Many High Quality Small South Florida Players
While there is no question that market forces are pushing the South Florida Big Four to the forefront of the South Florida market, and by that measure the entire East Coast because so much of South Florida addiction treatment capacity services the entire eastern half of the U.S., it would be grossly unfair and ENTIRELY misleading to say that South Florida does not have big numbers of smaller very high quality “Florida Model” treatment services providers. One key example, and certainly in this case offers everything that the South Florida Big Four do, is The Wellness Resource Institute, a dual diagnosis leader owned by the nation’s largest addictions provider by far, CRC Health Corp. The list of well run, small Florida centers with proven track records is way too long to list here, but a few that come to mind are Lifeskills, The Palm Beach Institute, Beachcomber and many others.
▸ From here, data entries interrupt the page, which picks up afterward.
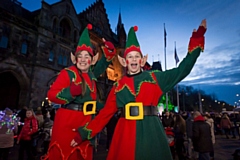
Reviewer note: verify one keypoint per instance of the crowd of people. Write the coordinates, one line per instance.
(29, 129)
(70, 134)
(195, 132)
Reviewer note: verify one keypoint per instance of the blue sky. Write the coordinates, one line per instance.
(217, 69)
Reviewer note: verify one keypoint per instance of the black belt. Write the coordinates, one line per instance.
(134, 111)
(73, 106)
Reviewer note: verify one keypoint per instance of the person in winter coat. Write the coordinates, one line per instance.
(201, 137)
(139, 133)
(226, 125)
(24, 139)
(75, 89)
(179, 134)
(8, 128)
(210, 121)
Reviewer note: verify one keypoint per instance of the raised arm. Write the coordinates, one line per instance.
(168, 79)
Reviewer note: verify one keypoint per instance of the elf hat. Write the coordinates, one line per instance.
(132, 42)
(84, 41)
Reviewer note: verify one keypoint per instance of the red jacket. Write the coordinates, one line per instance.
(30, 126)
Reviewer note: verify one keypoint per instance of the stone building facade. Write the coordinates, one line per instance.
(35, 46)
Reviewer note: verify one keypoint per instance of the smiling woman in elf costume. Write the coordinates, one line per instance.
(139, 134)
(75, 88)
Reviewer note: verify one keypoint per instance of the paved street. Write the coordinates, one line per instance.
(224, 148)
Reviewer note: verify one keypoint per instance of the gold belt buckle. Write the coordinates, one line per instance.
(134, 104)
(86, 105)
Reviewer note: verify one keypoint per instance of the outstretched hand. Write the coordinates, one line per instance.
(201, 29)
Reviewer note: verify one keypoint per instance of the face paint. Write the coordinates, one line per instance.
(89, 62)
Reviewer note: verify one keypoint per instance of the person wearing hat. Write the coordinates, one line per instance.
(75, 89)
(139, 134)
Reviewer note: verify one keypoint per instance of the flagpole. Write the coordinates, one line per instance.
(175, 55)
(165, 45)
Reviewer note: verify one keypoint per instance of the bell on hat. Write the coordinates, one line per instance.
(84, 41)
(132, 42)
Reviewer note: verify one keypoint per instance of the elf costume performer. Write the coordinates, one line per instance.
(75, 88)
(139, 134)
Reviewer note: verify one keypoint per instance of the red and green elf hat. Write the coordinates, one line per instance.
(84, 42)
(132, 42)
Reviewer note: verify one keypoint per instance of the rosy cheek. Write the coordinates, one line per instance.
(89, 62)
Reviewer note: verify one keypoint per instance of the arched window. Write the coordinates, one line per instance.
(65, 28)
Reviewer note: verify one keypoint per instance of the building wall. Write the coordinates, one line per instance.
(51, 30)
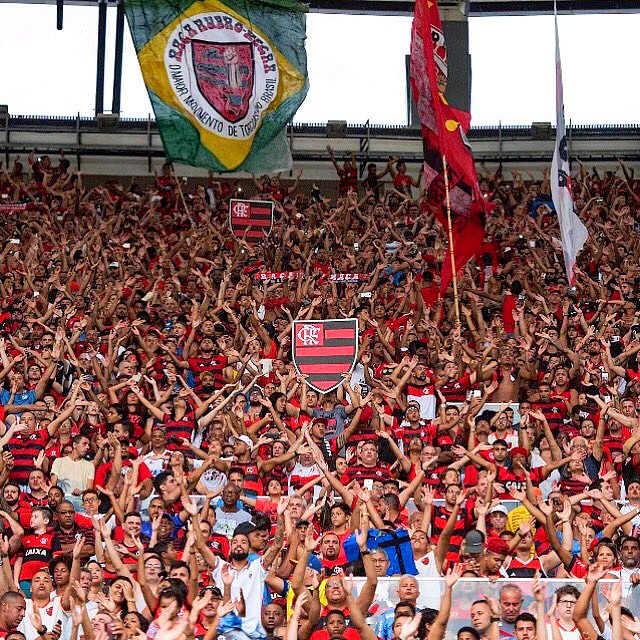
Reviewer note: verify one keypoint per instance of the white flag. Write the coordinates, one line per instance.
(572, 232)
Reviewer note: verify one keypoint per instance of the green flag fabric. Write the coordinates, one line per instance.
(224, 78)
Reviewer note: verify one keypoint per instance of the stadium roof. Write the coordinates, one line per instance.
(405, 7)
(480, 7)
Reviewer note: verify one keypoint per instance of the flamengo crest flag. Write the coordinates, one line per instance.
(224, 78)
(444, 132)
(250, 219)
(324, 350)
(572, 232)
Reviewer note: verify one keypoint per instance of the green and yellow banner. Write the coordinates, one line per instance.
(224, 78)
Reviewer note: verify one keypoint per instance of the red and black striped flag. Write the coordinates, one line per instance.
(324, 350)
(257, 214)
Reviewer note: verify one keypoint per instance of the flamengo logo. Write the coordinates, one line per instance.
(241, 209)
(324, 351)
(309, 335)
(222, 72)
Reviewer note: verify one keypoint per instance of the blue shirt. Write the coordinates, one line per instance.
(28, 396)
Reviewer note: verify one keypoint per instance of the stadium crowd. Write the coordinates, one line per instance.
(166, 472)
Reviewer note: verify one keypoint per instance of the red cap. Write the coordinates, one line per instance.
(497, 545)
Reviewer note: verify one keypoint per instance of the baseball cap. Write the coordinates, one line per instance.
(474, 541)
(518, 451)
(498, 546)
(245, 439)
(500, 508)
(314, 563)
(261, 521)
(215, 592)
(244, 529)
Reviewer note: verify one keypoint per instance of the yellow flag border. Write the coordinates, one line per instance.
(231, 153)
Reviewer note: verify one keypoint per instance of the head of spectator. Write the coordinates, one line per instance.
(12, 610)
(510, 602)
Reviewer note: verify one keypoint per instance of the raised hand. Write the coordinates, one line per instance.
(538, 588)
(227, 574)
(453, 575)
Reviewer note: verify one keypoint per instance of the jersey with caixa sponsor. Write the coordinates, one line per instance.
(37, 551)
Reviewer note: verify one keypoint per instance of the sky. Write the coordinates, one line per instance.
(356, 67)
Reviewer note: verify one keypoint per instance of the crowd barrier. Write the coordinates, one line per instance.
(468, 590)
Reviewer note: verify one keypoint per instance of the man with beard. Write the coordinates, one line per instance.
(273, 617)
(249, 576)
(55, 496)
(230, 515)
(157, 459)
(68, 530)
(630, 572)
(12, 610)
(421, 389)
(53, 610)
(207, 360)
(37, 496)
(17, 508)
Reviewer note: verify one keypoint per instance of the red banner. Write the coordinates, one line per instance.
(444, 133)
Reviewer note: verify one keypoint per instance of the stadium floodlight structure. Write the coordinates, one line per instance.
(465, 8)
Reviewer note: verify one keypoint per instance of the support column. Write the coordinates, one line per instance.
(117, 65)
(456, 34)
(102, 37)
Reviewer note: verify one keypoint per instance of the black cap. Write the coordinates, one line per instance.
(244, 529)
(215, 592)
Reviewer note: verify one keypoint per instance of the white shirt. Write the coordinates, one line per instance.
(249, 580)
(50, 614)
(571, 633)
(426, 566)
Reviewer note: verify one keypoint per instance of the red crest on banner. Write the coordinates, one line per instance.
(324, 350)
(225, 76)
(250, 219)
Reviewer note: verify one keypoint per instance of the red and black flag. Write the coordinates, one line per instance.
(324, 350)
(444, 131)
(250, 219)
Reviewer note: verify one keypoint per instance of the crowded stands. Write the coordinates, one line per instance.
(167, 472)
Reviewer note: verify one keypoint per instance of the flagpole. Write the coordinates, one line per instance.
(450, 231)
(184, 203)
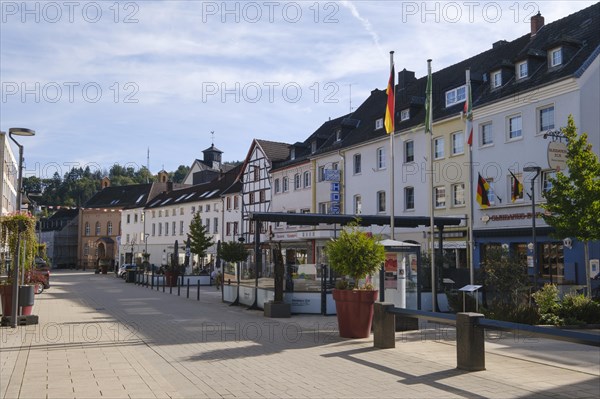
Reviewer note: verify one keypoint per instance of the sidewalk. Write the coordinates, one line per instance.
(99, 337)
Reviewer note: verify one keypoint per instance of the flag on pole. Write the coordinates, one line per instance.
(517, 188)
(389, 109)
(483, 189)
(428, 101)
(468, 111)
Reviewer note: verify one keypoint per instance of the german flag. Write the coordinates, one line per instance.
(389, 109)
(482, 192)
(517, 188)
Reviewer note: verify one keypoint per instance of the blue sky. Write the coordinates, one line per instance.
(103, 81)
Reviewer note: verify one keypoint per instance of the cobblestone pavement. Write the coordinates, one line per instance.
(99, 337)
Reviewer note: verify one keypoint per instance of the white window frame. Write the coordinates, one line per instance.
(440, 197)
(555, 57)
(496, 79)
(436, 154)
(510, 130)
(482, 128)
(456, 95)
(380, 158)
(405, 114)
(541, 128)
(522, 73)
(409, 193)
(454, 139)
(458, 195)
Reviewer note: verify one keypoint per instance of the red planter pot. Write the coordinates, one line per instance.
(354, 312)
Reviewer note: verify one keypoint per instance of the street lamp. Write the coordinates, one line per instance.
(18, 131)
(537, 170)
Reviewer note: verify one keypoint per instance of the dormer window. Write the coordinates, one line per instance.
(496, 79)
(522, 71)
(455, 96)
(405, 114)
(556, 57)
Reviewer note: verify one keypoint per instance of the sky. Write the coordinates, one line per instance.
(105, 82)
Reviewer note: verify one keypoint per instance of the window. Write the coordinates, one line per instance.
(514, 127)
(438, 148)
(440, 197)
(409, 151)
(409, 198)
(458, 143)
(496, 79)
(516, 191)
(546, 183)
(555, 57)
(522, 70)
(552, 259)
(357, 164)
(357, 204)
(405, 114)
(307, 179)
(381, 201)
(455, 96)
(380, 158)
(297, 181)
(285, 184)
(487, 136)
(546, 118)
(321, 173)
(458, 194)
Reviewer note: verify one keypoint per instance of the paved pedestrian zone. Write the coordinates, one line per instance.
(99, 337)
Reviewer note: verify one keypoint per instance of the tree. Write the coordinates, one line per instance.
(200, 238)
(573, 201)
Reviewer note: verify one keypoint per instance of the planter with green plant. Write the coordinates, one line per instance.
(355, 254)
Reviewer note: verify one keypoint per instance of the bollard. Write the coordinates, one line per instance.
(384, 326)
(470, 342)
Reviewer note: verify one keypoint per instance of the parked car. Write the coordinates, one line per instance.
(123, 269)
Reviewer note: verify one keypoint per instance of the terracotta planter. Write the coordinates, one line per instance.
(171, 279)
(354, 312)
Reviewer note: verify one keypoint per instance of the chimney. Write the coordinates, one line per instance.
(537, 21)
(405, 78)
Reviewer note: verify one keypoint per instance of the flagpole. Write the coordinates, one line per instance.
(471, 196)
(392, 148)
(429, 129)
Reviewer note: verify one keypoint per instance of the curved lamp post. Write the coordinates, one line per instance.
(18, 131)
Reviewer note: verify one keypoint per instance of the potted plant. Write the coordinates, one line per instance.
(17, 232)
(355, 254)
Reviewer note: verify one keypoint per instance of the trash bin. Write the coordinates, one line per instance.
(130, 276)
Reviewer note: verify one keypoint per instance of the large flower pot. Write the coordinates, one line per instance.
(171, 279)
(354, 312)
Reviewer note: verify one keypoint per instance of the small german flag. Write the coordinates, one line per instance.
(482, 192)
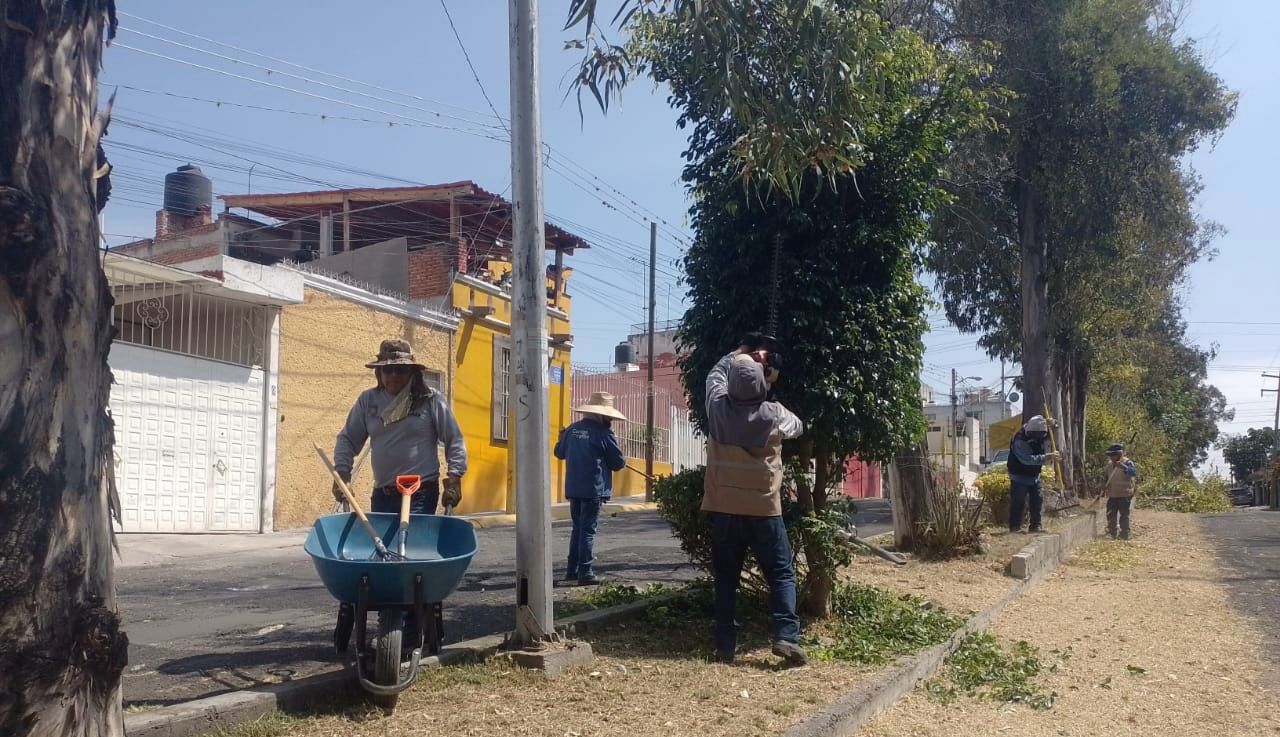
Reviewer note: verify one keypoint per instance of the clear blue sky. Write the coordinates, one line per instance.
(608, 174)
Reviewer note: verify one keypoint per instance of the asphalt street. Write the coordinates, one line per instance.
(208, 616)
(1248, 543)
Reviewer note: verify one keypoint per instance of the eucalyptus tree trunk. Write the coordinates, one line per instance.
(1034, 282)
(62, 650)
(910, 484)
(821, 580)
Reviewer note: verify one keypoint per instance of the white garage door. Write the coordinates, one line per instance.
(188, 447)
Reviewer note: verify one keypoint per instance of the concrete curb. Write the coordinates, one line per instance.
(560, 513)
(845, 717)
(1052, 549)
(201, 715)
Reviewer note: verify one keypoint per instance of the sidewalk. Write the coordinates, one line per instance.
(1134, 639)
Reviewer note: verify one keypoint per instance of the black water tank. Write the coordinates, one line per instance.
(187, 190)
(624, 355)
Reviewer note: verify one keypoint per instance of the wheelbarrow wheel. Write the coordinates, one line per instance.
(387, 654)
(342, 631)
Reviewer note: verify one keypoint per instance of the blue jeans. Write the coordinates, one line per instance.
(581, 541)
(732, 535)
(1019, 494)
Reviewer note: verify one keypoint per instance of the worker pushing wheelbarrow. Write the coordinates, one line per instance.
(401, 559)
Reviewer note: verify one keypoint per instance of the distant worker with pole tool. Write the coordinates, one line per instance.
(1027, 457)
(743, 494)
(1119, 484)
(592, 454)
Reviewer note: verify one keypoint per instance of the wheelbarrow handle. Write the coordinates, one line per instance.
(351, 500)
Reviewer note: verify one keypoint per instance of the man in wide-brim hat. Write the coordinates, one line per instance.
(405, 421)
(592, 454)
(1119, 485)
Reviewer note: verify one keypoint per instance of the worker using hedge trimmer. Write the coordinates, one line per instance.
(743, 494)
(1027, 456)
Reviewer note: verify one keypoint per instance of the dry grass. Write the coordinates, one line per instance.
(1151, 644)
(657, 682)
(963, 585)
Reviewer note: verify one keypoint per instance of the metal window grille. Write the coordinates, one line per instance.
(501, 388)
(630, 397)
(179, 319)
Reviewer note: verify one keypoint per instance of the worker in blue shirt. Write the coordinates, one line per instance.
(1027, 457)
(592, 454)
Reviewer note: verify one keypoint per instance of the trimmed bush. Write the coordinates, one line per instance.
(680, 498)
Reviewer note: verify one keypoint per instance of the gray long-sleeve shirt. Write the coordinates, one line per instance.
(407, 447)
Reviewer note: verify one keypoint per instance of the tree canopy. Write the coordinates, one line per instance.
(1248, 452)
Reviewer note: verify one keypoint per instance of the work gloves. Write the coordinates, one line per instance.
(337, 490)
(451, 493)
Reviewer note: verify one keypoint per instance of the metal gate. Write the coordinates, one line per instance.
(188, 451)
(688, 445)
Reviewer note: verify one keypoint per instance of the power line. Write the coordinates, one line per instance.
(472, 67)
(570, 161)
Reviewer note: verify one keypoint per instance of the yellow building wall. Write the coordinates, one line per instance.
(324, 346)
(488, 485)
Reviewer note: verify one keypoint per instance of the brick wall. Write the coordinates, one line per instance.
(173, 224)
(430, 269)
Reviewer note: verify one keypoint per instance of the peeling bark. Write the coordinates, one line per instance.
(62, 650)
(910, 483)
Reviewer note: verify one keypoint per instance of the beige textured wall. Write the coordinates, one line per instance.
(324, 346)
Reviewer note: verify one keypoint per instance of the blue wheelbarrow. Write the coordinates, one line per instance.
(435, 555)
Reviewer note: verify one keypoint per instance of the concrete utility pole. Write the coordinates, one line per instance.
(955, 445)
(1274, 493)
(534, 621)
(649, 398)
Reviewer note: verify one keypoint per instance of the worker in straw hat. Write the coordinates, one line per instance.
(592, 454)
(405, 421)
(1119, 484)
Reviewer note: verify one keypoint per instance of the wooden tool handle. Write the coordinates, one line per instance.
(351, 498)
(406, 499)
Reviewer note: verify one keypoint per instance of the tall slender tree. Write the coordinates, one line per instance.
(62, 650)
(836, 253)
(1080, 191)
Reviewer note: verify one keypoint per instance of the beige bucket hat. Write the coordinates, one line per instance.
(600, 403)
(394, 352)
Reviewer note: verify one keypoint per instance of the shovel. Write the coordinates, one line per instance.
(407, 486)
(380, 550)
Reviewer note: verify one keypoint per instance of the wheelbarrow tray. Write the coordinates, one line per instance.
(439, 549)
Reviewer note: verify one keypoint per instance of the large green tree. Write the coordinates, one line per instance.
(1078, 202)
(837, 252)
(1248, 453)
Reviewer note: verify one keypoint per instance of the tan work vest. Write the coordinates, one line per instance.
(744, 480)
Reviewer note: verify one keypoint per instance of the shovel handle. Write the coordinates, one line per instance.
(351, 498)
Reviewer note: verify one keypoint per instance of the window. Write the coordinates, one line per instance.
(501, 387)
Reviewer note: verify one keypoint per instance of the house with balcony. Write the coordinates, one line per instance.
(426, 264)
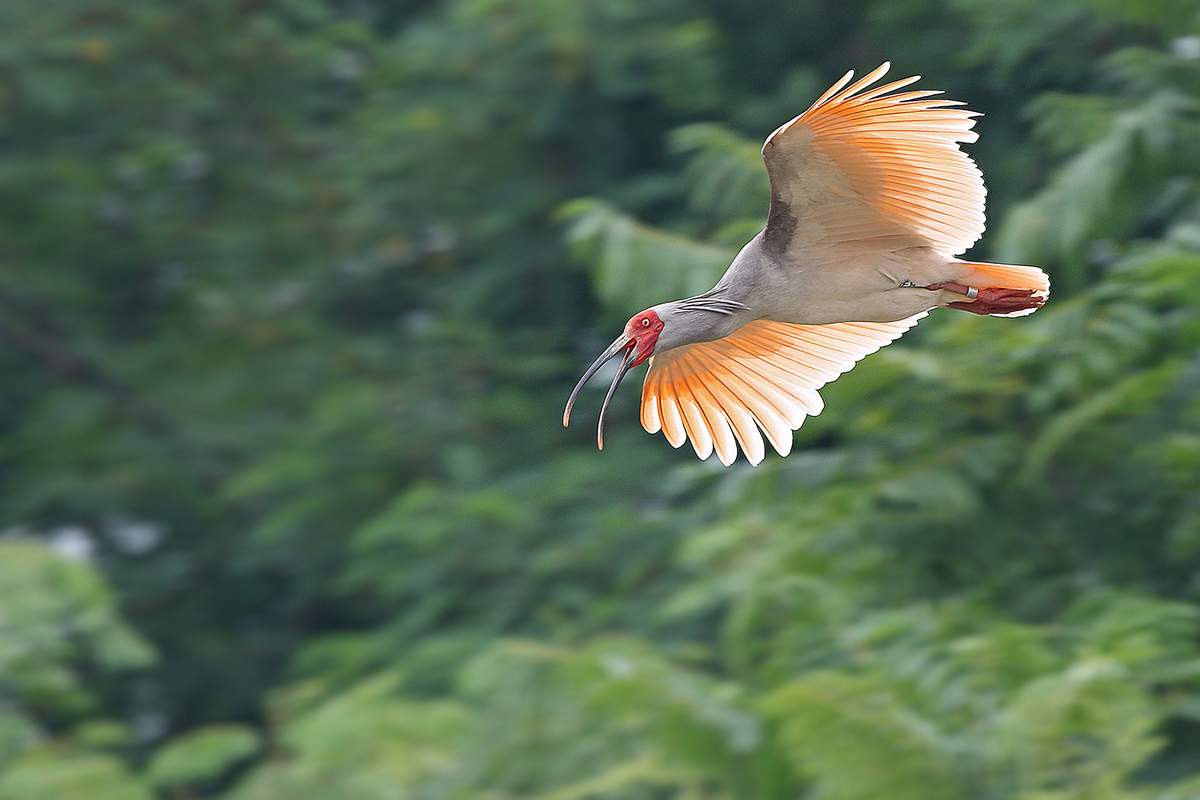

Battle for Well-Insured Youths
One thing that will differentiate the winter season East Coast addictions battle this year will be its increasing focus on well-insured young people. An area that ObamaCare has had an immediate and very large impact on the addictions markets is in the implementation of a rule that allows young people up to their mid-twenties to remain on their parents policies. And while young people have always dominated census in South Florida, this is now becoming overwhelmingly so and it’s revaeling that St. Joseph CEO Michael Campbell never once refers to “clients” who need to become more educated and aware, but instead always refered to “families” in this respect.